Embrace the cozy flavors of the season with this vibrant Winter Vegetable Plate—a stunning medley of roasted butternut squash, Brussels sprouts, carrots, parsnips, beets, and red onion, all caramelized to perfection. Infused with a tantalizing blend of olive oil, maple syrup, fresh rosemary, thyme, and garlic, this dish delivers a perfect balance of sweet, savory, and herbaceous notes. With a crisp drizzle of lemon juice and an optional sprinkle of parsley for added freshness, it’s an irresistible vegetarian side dish that’s as nutritious as it is delicious. Ready in just over an hour, this recipe is perfect for holiday gatherings, weeknight dinners, or meal prep, and its vibrant colors and rustic flavors are sure to impress. Discover the ultimate roasted vegetable recipe that celebrates the heartwarming tastes of winter!
Preheat your oven to 400°F (200°C) and line two large baking sheets with parchment paper for easy cleanup.
Peel and cube the butternut squash into 1-inch pieces. Trim the Brussels sprouts and slice them in half lengthwise. Peel and slice the carrots and parsnips into long, uniform sticks. Peel and cube the beets into 1-inch pieces. Cut the red onion into thick wedges.
In a small bowl, whisk together the olive oil, maple syrup, chopped fresh rosemary, thyme leaves, minced garlic, salt, and black pepper.
Divide the vegetables evenly between the two baking sheets. Drizzle the olive oil mixture evenly over the vegetables and toss them to coat thoroughly. Ensure the vegetables are spread out in a single layer for even roasting.
Place the baking sheets in the preheated oven and roast for 35-45 minutes, flipping the vegetables halfway through the cooking time. Check for doneness by piercing them with a fork—vegetables should be tender and slightly caramelized.

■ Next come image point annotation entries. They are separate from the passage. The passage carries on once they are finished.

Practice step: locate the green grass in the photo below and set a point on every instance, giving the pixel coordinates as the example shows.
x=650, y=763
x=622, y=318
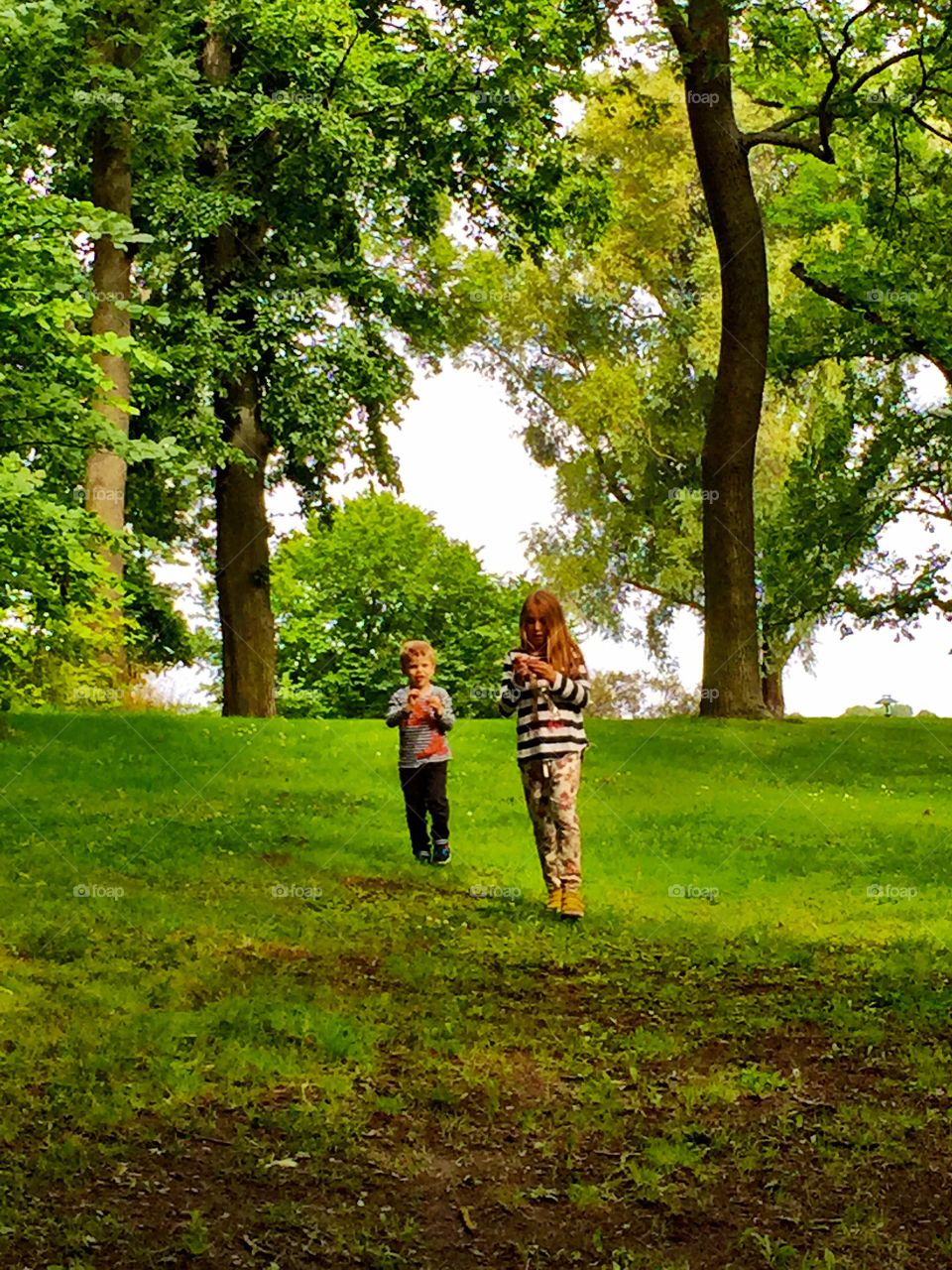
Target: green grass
x=240, y=1026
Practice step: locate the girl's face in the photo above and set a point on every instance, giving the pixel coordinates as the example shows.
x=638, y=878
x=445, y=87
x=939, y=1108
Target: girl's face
x=535, y=625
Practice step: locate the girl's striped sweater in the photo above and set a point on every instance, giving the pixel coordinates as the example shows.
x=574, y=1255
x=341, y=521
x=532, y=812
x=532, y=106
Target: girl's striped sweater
x=548, y=717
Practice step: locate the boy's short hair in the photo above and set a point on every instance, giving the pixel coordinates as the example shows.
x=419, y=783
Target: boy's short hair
x=416, y=648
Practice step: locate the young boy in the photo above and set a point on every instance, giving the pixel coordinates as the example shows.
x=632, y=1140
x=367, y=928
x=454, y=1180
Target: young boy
x=424, y=714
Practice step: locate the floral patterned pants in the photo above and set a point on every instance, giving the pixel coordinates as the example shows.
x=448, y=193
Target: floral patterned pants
x=551, y=789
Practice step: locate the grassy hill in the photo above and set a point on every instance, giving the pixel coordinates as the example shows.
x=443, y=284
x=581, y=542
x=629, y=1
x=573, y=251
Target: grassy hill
x=241, y=1028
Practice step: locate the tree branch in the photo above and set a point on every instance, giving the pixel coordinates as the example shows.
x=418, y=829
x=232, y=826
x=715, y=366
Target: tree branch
x=914, y=343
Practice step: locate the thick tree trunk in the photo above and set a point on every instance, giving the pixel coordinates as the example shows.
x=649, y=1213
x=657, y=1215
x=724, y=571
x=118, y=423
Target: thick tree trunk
x=731, y=685
x=243, y=561
x=241, y=575
x=772, y=693
x=112, y=190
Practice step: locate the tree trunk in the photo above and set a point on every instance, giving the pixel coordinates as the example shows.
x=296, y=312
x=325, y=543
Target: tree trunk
x=731, y=684
x=243, y=576
x=112, y=190
x=772, y=691
x=243, y=561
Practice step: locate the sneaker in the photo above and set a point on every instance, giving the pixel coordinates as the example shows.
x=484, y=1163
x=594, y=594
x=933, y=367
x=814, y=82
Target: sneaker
x=572, y=906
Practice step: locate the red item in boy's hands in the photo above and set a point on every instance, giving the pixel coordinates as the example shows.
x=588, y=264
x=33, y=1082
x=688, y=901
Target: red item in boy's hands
x=417, y=716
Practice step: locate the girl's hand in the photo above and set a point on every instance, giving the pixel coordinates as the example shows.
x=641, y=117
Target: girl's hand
x=540, y=670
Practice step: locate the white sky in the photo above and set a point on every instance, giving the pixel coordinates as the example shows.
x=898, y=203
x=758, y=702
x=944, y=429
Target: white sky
x=461, y=458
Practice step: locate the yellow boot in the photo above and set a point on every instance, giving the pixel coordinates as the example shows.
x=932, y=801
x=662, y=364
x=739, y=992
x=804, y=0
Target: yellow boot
x=572, y=906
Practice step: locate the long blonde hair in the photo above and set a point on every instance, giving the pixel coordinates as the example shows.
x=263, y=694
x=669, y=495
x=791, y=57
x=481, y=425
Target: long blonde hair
x=560, y=649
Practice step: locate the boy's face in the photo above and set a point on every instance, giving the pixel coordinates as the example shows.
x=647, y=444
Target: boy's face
x=419, y=671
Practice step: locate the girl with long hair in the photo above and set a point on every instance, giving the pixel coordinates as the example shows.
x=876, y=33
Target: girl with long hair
x=546, y=685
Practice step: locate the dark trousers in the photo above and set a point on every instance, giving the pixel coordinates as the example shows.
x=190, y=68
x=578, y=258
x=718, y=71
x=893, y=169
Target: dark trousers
x=425, y=790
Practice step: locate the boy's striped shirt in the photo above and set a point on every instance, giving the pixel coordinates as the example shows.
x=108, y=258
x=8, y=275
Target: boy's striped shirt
x=551, y=724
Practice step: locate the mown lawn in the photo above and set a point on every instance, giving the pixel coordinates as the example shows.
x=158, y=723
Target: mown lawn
x=240, y=1028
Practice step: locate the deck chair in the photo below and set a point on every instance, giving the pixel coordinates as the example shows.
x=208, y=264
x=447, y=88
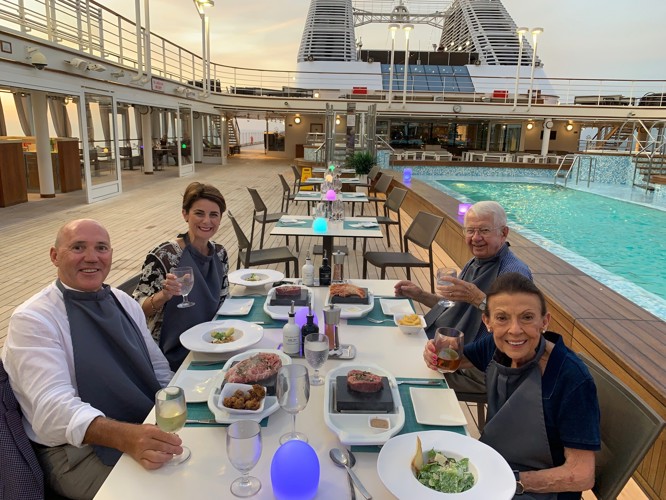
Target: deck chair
x=128, y=286
x=629, y=427
x=20, y=473
x=263, y=217
x=250, y=258
x=287, y=196
x=421, y=232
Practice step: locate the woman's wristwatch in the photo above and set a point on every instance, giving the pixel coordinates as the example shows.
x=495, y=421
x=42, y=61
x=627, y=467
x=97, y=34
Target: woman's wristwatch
x=520, y=489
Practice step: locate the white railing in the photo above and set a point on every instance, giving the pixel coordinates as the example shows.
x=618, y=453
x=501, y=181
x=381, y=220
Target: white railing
x=92, y=28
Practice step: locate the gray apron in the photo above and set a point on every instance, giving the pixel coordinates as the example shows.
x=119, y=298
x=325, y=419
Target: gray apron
x=205, y=294
x=462, y=315
x=516, y=428
x=114, y=373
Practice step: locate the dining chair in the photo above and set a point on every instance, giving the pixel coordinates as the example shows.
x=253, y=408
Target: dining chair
x=250, y=258
x=287, y=196
x=629, y=428
x=263, y=216
x=422, y=232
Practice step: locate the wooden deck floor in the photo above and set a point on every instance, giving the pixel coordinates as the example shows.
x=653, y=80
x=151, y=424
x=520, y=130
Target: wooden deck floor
x=148, y=212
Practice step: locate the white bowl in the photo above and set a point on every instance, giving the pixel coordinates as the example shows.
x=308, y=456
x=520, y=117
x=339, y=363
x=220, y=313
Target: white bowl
x=405, y=328
x=229, y=389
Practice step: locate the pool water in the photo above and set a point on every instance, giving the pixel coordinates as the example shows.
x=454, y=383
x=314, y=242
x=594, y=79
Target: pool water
x=625, y=243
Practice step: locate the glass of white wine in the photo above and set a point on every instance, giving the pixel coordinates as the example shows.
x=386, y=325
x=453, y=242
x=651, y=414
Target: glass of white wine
x=185, y=277
x=171, y=414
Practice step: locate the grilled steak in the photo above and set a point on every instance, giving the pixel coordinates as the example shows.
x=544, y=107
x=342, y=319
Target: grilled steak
x=346, y=290
x=362, y=381
x=288, y=291
x=254, y=369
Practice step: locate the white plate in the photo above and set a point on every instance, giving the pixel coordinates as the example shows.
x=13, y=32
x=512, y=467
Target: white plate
x=235, y=307
x=195, y=383
x=436, y=406
x=356, y=428
x=494, y=478
x=198, y=338
x=215, y=405
x=393, y=306
x=280, y=312
x=239, y=276
x=353, y=310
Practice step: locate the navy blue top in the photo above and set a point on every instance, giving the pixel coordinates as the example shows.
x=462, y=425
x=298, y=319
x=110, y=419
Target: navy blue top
x=570, y=405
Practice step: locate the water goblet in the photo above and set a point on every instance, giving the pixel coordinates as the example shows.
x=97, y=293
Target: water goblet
x=185, y=277
x=244, y=450
x=293, y=393
x=445, y=272
x=171, y=414
x=316, y=353
x=449, y=344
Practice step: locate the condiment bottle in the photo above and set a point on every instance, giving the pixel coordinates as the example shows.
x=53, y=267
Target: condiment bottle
x=291, y=335
x=332, y=321
x=308, y=328
x=324, y=272
x=308, y=271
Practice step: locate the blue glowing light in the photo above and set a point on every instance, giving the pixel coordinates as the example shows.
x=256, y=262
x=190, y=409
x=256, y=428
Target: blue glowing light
x=295, y=471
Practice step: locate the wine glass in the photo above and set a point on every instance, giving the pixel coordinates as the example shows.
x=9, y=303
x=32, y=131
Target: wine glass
x=316, y=353
x=445, y=272
x=449, y=344
x=171, y=414
x=244, y=450
x=293, y=392
x=185, y=277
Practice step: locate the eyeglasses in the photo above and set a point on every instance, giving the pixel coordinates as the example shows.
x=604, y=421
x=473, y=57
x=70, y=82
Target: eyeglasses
x=483, y=231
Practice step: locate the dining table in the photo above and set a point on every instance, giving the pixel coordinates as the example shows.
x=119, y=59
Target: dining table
x=208, y=473
x=350, y=227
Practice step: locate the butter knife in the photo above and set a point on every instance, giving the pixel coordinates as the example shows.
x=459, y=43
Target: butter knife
x=419, y=382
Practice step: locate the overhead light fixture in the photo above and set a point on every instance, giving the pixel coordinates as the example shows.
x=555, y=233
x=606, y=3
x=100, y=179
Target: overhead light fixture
x=78, y=63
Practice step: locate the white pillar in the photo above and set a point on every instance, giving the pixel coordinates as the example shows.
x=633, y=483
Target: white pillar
x=147, y=134
x=545, y=140
x=43, y=144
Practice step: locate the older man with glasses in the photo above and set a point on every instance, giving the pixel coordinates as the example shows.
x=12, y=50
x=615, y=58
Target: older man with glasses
x=485, y=233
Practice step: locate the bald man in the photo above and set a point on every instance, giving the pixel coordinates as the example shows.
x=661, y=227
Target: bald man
x=85, y=369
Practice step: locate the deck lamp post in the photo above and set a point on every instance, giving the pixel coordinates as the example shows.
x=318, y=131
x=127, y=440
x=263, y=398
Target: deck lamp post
x=205, y=43
x=392, y=28
x=407, y=28
x=520, y=32
x=535, y=34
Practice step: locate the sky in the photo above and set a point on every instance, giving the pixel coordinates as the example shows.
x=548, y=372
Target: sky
x=581, y=39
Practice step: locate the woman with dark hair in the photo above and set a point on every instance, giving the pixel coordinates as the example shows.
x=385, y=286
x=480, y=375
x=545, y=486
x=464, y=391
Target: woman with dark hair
x=543, y=413
x=203, y=206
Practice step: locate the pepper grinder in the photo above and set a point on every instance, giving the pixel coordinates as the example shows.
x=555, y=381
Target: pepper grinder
x=332, y=321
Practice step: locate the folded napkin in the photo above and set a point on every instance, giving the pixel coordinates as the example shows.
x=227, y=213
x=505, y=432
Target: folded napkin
x=411, y=425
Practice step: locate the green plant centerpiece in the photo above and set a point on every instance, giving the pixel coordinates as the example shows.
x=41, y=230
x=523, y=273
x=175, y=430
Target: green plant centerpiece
x=361, y=162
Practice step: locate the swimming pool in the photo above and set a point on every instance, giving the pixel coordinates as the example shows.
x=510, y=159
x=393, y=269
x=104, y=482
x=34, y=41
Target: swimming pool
x=621, y=244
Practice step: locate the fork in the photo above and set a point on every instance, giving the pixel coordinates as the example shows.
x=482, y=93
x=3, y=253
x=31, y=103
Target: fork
x=378, y=321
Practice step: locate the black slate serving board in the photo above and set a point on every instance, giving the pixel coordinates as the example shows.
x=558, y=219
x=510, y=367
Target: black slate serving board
x=347, y=400
x=299, y=300
x=353, y=299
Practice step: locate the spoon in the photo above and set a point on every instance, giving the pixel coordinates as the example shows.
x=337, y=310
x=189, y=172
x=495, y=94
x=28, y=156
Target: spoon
x=347, y=460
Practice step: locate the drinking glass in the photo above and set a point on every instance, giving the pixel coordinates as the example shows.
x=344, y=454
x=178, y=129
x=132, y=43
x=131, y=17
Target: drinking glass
x=171, y=414
x=316, y=353
x=244, y=450
x=185, y=277
x=293, y=392
x=449, y=344
x=445, y=272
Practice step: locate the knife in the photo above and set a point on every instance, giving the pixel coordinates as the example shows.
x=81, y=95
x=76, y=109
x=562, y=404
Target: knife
x=419, y=382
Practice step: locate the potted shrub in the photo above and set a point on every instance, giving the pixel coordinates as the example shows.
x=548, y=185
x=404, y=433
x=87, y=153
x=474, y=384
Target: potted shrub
x=361, y=162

Remove from the oven, drizzle with a splash of fresh lemon juice, and garnish with chopped parsley if desired. Serve warm and enjoy your Winter Vegetable Plate!
Calories |
1514 | ||
|---|---|---|---|
% Daily Value* |
|||
| Total Fat | 53.3 g | 68% | |
| Saturated Fat | 9.2 g | 46% | |
| Polyunsaturated Fat | 7.1 g | ||
| Cholesterol | 7 mg | 2% | |
| Sodium | 3676 mg | 160% | |
| Total Carbohydrate | 249.8 g | 91% | |
| Dietary Fiber | 69.0 g | 246% | |
| Total Sugars | 92.0 g | ||
| Protein | 37.6 g | 75% | |
| Vitamin D | 0.0 mcg | 0% | |
| Calcium | 717 mg | 55% | |
| Iron | 12.8 mg | 71% | |
| Potassium | 5113 mg | 109% | |
*The % Daily Value tells you how much a nutrient in a serving of food contributes to a daily diet. 2,000 calories a day is used for general nutrition advice.